Shira Geffen (שירה גפן; born April 30, 1971) is an Israeli actress, screenwriter, film director and children's book writer.

==Biography==
Shira Geffen was born in 1971. Her father, Yehonatan Geffen, was an author. Her brother, Aviv Geffen, is a singer. She was also the niece of film director Assi Dayan. She is married to Israeli author Etgar Keret. They have one son.

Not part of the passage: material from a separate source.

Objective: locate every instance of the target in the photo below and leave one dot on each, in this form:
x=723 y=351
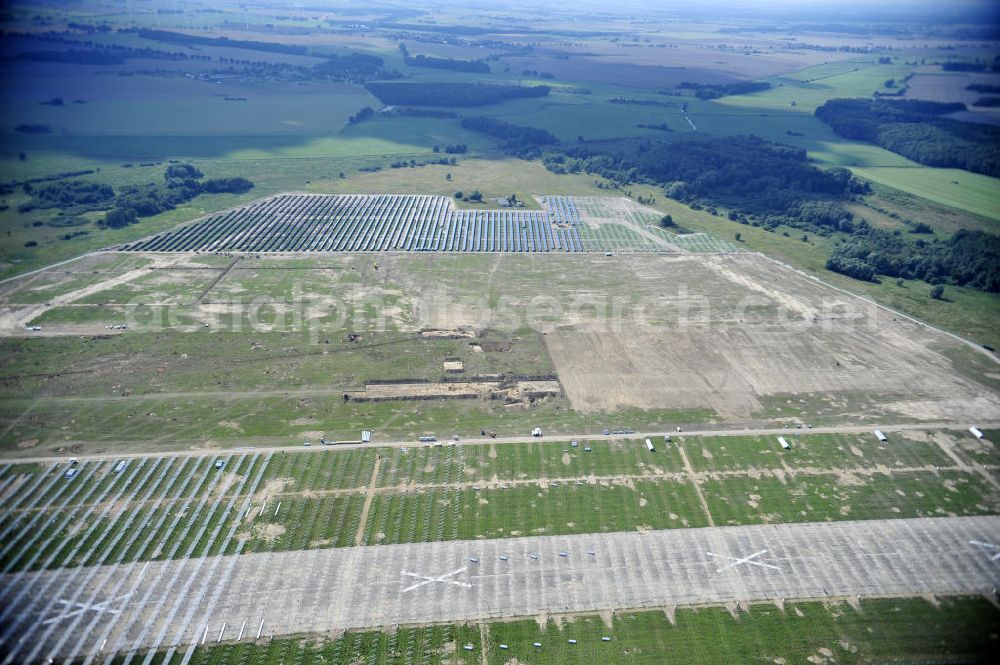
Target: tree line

==Acting and directing career==
She has acted in a television series, BeTipul, and in films. She has also written and directed two films, Jellyfish, and Self Made. Jellyfish was written by her and directed by her husband; it won the Camera d'Or at the 2007 Cannes Film Festival. In 2014, she directed Self Made, also known as Boreg in Israel. It was presented at the Cannes Film Festival and at the Jerusalem Film Festival.

==Views and opinions==
At the 2014 Jerusalem Film Festival, she wrote a letter calling for an end to the conflict in Gaza together with Keren Yedaya and other filmmakers.

==Awards and recognition==
Geffen won First Prize at the Haifa Children's Theater Festival in 1998 and the Hadassah Prize in 2003. In 2007, Geffen and her husband Etgar Keret won the Cannes Film Festival's Camera d'Or Award for Jellyfish. The French Artists' and Writers' Guild also awarded Geffen and Keret the Best Director Award (2007).